All of these decisions have made it so that my long-term savings are now in a stronger place. And because of that, I’m worried less about Social Security cuts because I have my own income to rely on.
Aim to retire mostly on your savings
Regardless of whether Social Security ends up cutting benefits or not, I think the safest approach to retirement is to plan to live mostly on your nest egg and use Social Security as a supplement. But it’s especially important to take this approach given the potential for incoming benefit cuts.
One thing I suggest doing is trying to come up with a rough estimate of what your retirement income needs might look like on an annual basis. Multiply that sum by at least 25, and then use some online calculators to see how much money you’d need to sock away each year to get to that goal.
In the course of running those numbers, don’t factor in Social Security.
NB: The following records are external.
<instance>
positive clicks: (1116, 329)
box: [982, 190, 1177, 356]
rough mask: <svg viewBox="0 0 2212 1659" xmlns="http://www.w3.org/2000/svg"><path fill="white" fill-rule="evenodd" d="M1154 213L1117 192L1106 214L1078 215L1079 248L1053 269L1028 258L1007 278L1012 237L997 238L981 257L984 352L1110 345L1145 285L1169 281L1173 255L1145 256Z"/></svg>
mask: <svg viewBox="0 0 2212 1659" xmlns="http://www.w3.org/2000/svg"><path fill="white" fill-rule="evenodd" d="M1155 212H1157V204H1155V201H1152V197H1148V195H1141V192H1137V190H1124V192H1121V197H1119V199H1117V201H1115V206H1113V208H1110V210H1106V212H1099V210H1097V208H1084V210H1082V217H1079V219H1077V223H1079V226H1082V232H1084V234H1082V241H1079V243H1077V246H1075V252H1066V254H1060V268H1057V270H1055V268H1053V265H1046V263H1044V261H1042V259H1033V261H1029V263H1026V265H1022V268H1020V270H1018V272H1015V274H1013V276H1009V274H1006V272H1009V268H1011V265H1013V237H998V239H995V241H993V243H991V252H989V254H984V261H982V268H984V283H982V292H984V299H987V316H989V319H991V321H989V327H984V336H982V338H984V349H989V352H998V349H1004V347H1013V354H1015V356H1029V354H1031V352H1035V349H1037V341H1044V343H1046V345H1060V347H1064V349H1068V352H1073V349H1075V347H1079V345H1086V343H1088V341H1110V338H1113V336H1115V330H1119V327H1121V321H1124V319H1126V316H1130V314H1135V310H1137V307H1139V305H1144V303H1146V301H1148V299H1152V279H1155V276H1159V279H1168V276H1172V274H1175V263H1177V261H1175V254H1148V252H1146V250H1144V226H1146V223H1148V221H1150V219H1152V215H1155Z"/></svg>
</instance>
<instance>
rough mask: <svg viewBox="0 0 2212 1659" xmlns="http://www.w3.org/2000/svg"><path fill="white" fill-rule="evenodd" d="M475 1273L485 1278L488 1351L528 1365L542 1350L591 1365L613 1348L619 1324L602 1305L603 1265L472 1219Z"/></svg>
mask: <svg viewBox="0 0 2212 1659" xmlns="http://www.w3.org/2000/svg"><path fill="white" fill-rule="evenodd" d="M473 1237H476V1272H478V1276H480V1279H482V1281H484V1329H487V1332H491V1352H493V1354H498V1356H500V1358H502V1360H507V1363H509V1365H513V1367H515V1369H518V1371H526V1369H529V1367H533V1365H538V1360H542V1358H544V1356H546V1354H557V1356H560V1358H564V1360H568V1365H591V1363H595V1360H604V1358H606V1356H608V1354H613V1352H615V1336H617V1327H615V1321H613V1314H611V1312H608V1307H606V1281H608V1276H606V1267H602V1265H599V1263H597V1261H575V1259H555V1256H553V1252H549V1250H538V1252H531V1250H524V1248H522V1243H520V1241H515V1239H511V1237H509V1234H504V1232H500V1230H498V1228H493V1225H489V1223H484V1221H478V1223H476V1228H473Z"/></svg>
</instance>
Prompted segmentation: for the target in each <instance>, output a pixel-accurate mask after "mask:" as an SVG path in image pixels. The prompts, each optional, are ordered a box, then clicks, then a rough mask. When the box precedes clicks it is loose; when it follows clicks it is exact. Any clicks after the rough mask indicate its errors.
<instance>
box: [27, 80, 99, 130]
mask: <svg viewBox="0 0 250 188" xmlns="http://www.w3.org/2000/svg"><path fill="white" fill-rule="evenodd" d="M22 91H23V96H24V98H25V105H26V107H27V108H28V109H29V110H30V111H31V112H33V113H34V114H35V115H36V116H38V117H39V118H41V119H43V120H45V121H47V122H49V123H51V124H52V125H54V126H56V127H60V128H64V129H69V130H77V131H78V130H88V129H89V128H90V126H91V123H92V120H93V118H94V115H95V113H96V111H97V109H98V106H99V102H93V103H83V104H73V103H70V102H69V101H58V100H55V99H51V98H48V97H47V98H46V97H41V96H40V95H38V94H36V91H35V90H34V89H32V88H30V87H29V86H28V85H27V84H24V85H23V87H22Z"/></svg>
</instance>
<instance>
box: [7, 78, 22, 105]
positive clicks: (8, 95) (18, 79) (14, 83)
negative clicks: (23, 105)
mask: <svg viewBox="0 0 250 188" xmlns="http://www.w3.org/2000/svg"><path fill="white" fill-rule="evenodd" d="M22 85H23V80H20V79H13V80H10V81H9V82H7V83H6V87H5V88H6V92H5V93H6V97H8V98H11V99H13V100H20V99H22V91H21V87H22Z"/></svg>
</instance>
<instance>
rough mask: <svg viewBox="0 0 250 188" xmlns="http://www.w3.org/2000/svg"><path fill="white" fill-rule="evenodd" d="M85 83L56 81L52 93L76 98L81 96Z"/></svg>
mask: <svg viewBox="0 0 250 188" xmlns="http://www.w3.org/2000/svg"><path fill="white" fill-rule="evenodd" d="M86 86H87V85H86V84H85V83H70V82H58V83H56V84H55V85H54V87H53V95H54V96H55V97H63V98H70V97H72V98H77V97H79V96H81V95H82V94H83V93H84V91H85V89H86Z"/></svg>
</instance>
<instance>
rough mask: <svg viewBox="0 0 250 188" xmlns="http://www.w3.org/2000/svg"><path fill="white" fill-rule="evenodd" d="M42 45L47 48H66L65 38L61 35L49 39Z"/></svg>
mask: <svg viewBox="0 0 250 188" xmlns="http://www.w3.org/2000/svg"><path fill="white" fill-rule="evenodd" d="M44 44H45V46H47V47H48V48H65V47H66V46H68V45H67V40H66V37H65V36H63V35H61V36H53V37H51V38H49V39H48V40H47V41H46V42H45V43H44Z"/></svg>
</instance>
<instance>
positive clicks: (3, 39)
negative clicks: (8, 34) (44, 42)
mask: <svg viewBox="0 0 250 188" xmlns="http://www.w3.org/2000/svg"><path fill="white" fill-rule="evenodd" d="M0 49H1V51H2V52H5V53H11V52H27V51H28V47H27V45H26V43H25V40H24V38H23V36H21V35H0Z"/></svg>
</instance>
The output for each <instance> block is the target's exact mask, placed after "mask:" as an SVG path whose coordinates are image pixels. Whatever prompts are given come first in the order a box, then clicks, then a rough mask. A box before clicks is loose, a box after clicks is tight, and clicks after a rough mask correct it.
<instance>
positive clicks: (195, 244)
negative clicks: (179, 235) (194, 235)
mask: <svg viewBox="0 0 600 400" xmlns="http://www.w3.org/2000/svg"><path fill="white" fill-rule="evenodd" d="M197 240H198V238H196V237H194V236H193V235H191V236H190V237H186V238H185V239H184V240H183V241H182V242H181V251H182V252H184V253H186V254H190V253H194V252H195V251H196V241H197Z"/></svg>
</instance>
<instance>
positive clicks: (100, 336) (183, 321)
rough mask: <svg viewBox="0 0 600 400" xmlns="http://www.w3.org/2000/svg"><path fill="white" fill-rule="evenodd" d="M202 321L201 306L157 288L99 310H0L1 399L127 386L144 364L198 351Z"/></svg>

And the reason I’m saying this isn’t because I’m worried that the program is going away completely. That’s not the case at all.
Rather, it’s because if you’re able to get to a place where you can retire on your savings alone, you won’t have to stress about Social Security cuts. Any income you get from the program is extra money you can use for leisure purposes, as opposed to needing that money to make your car payments or put food on the table.
Boosting my savings has really helped lower my stress in the context of gearing up for less Social Security. And while I’m not happy about the idea of benefit cuts, I can at least say with relative confidence that I don’t expect them to destroy my retirement by any means. Push yourself to save as much as you can so that you’re able to say the same.